ALM-38007 Status of Kafka Default User Is Abnormal

Alarm Description

The system checks the default user of Kafka every 60 seconds. This alarm is generated when the system detects that the user status is abnormal.

Trigger Count is set to 1. This alarm is cleared when the user status becomes normal.

Alarm Attributes

Alarm ID	Alarm Severity	Alarm Type	Service Type	Auto Cleared
38007	Critical	Quality of service	Kafka	Yes

Alarm Parameters

Type	Parameter	Description
Location Information	Source	Specifies the cluster for which the alarm is generated.
	ServiceName	Specifies the service for which the alarm is generated.
	RoleName	Specifies the role for which the alarm is generated.
	HostName	Specifies the host name for which the alarm is generated.
Additional Information	Trigger Condition	Specifies the threshold triggering the alarm. If the current indicator value exceeds this threshold, the alarm is generated.

Impact on the System

If the Kafka default user status is abnormal, metadata synchronization between Brokers and interaction between Kafka and ZooKeeper will be affected, affecting service production, consumption, and topic creation and deletion.

Possible Causes

The Sssd service is abnormal.
Some Broker instances stop running.

Handling Procedure

Check whether the Sssd service is abnormal.
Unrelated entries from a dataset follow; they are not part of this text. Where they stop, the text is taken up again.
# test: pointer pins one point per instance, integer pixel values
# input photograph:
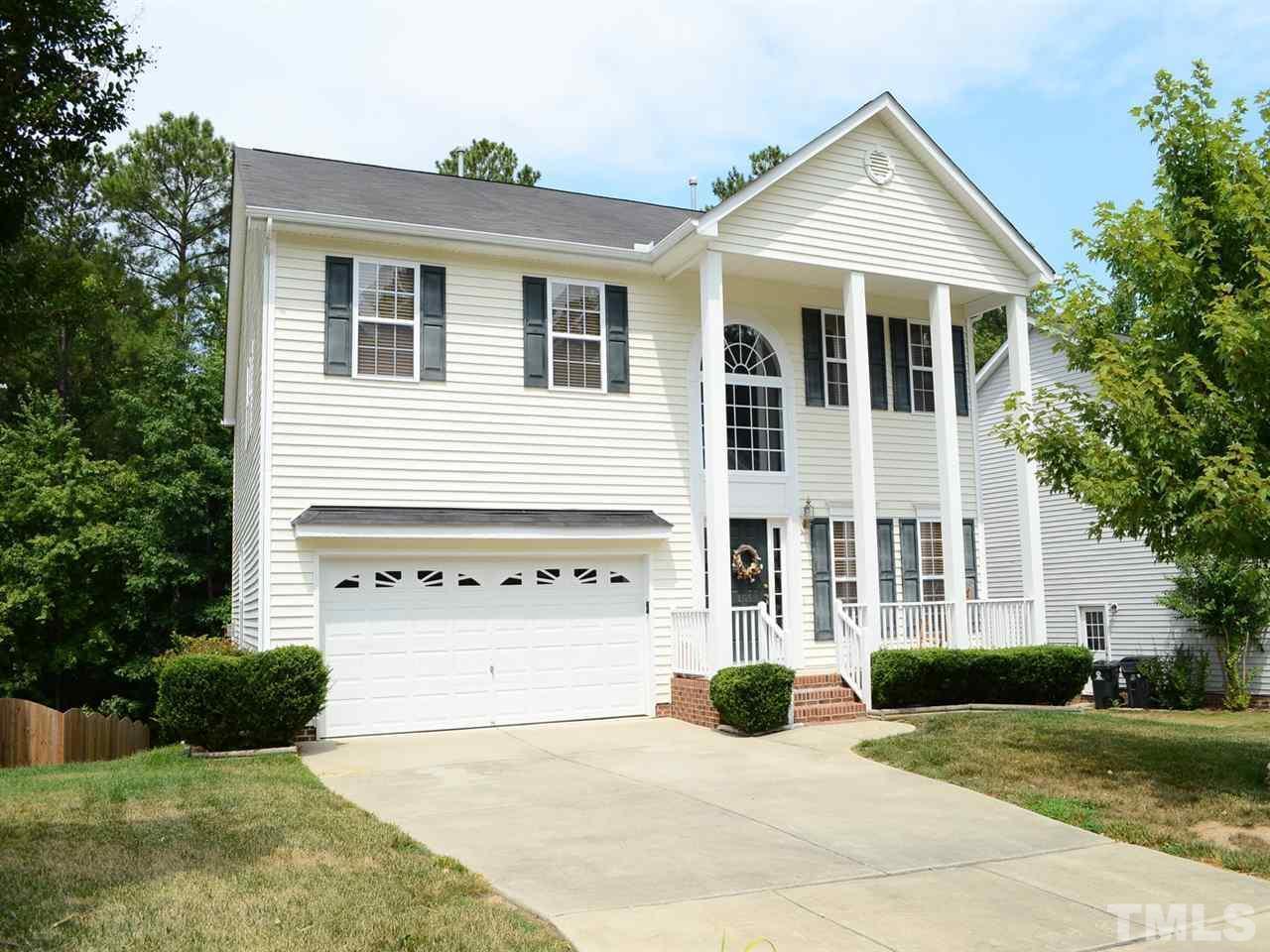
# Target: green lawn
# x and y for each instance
(1187, 783)
(166, 852)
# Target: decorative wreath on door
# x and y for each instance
(746, 563)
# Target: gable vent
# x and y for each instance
(879, 167)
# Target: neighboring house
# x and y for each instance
(481, 463)
(1098, 593)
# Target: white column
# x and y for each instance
(715, 485)
(1025, 470)
(864, 499)
(949, 461)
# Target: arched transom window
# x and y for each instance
(753, 390)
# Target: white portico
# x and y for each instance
(899, 253)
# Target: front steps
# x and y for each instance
(820, 697)
(824, 698)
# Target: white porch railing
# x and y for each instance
(1000, 622)
(691, 631)
(908, 625)
(756, 636)
(853, 653)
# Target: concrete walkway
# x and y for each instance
(653, 834)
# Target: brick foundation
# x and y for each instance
(818, 698)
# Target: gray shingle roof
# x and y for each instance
(325, 185)
(481, 518)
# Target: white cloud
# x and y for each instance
(634, 87)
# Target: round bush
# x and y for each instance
(753, 698)
(232, 702)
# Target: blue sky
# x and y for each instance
(1030, 99)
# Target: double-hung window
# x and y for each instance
(834, 358)
(844, 587)
(922, 363)
(388, 320)
(931, 558)
(576, 334)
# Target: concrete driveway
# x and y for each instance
(653, 834)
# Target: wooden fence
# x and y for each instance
(32, 735)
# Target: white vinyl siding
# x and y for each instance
(828, 212)
(248, 449)
(1079, 570)
(483, 439)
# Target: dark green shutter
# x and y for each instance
(899, 365)
(617, 345)
(813, 356)
(908, 560)
(971, 569)
(535, 291)
(959, 375)
(339, 316)
(876, 362)
(432, 322)
(822, 580)
(885, 560)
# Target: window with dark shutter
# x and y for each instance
(899, 365)
(339, 316)
(813, 357)
(822, 580)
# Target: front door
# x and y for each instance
(753, 534)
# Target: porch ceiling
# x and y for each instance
(818, 276)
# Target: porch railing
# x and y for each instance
(691, 633)
(908, 625)
(998, 622)
(852, 649)
(756, 636)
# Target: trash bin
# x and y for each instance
(1137, 688)
(1106, 684)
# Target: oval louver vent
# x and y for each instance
(879, 167)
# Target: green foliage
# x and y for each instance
(168, 189)
(765, 159)
(1043, 674)
(1178, 680)
(492, 162)
(1229, 601)
(1173, 444)
(753, 698)
(66, 72)
(227, 702)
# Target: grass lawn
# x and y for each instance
(166, 852)
(1189, 783)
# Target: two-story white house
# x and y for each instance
(511, 454)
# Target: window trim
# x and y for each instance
(553, 334)
(826, 359)
(913, 367)
(834, 518)
(1082, 638)
(357, 317)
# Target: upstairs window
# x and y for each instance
(922, 359)
(576, 334)
(388, 320)
(834, 358)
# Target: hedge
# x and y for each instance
(1043, 674)
(753, 698)
(226, 702)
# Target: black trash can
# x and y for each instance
(1106, 684)
(1137, 688)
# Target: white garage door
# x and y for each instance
(431, 644)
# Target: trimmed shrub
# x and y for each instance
(1178, 680)
(753, 698)
(1042, 674)
(227, 702)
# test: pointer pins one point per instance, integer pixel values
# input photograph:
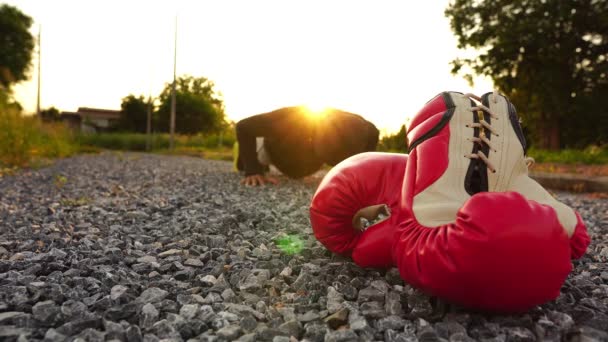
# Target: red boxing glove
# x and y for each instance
(353, 192)
(475, 229)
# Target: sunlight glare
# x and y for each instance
(316, 110)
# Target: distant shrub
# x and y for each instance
(591, 155)
(23, 139)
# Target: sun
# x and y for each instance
(316, 110)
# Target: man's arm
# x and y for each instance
(246, 132)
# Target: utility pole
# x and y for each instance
(149, 123)
(38, 96)
(172, 126)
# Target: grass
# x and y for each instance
(26, 142)
(592, 155)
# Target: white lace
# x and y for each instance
(483, 125)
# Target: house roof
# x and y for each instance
(98, 113)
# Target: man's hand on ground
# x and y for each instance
(254, 180)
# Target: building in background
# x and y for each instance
(91, 120)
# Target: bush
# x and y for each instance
(24, 139)
(591, 155)
(137, 141)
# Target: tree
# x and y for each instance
(394, 143)
(133, 114)
(198, 107)
(549, 56)
(16, 44)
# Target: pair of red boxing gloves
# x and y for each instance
(459, 216)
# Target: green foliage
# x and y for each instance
(137, 141)
(592, 155)
(549, 57)
(198, 107)
(133, 114)
(25, 139)
(290, 244)
(17, 45)
(394, 143)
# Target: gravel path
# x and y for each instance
(136, 247)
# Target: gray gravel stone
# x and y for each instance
(141, 247)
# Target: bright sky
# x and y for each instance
(380, 59)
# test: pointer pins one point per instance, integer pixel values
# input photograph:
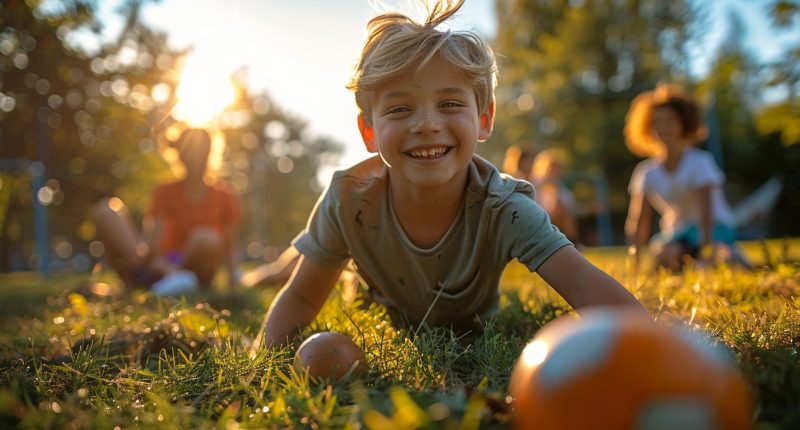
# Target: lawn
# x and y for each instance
(76, 351)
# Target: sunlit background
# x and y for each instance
(302, 52)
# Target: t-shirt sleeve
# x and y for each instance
(323, 240)
(532, 236)
(705, 171)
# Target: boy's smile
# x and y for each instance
(426, 125)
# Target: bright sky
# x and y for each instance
(302, 52)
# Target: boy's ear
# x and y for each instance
(367, 134)
(487, 123)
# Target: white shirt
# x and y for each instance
(674, 194)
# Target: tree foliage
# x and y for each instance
(89, 118)
(569, 69)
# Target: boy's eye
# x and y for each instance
(450, 103)
(397, 109)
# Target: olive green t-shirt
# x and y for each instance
(500, 221)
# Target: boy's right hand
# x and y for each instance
(298, 303)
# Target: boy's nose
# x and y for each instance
(428, 121)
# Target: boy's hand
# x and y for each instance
(298, 303)
(582, 284)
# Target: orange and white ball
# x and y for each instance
(329, 355)
(616, 369)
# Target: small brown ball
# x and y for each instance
(329, 355)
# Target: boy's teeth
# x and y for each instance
(425, 153)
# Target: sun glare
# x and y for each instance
(204, 91)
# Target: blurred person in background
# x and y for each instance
(681, 182)
(188, 231)
(552, 193)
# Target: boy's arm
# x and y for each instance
(582, 284)
(298, 303)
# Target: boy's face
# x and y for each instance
(425, 126)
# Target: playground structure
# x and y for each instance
(36, 171)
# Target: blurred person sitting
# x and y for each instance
(681, 182)
(552, 193)
(188, 232)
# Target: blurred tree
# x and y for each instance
(89, 118)
(273, 161)
(569, 69)
(782, 116)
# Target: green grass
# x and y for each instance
(73, 358)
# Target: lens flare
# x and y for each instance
(205, 90)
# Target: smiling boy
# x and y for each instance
(428, 224)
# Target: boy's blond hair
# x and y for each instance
(396, 44)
On the FusionInsight Manager portal, choose O&M > Alarm > Alarms > Status of Kafka Default User Is Abnormal > Location to check the host name of the instance for which the alarm is generated.
Find the host information in the alarm information and log in to the host.
Run the id -Gn kafka command and check whether "No such user" is displayed in the command output.
- If yes, record the host name of the node and go to 4.
- If no, go to 6.
On the FusionInsight Manager home page, choose O&M > Alarm > Alarms. Check whether there is Sssd Service Exception in the alarm information. If there is, handle the alarm based on alarm information.

Check the running status of the Broker instance.

On the FusionInsight Manager home page, choose Cluster > Name of the desired cluster > Services > Kafka > Instance. The Kafka instance page is displayed.
Check whether there are stopped nodes on all Broker instances.
- If yes, go to 7.
- If no, go to 8.
Select all stopped Broker instances and click Start Instance.
Check whether the alarm is cleared.
- If yes, no further action is required.
- If no, go to 9.

Collect fault information.

On FusionInsight Manager, choose O&M > Log > Download.
In the Service area, select Kafka in the required cluster.
Click in the upper right corner, and set Start Date and End Date for log collection to 10 minutes ahead of and after the alarm generation time, respectively. Then, click Download.
Contact the O&M engineers and send the collected logs.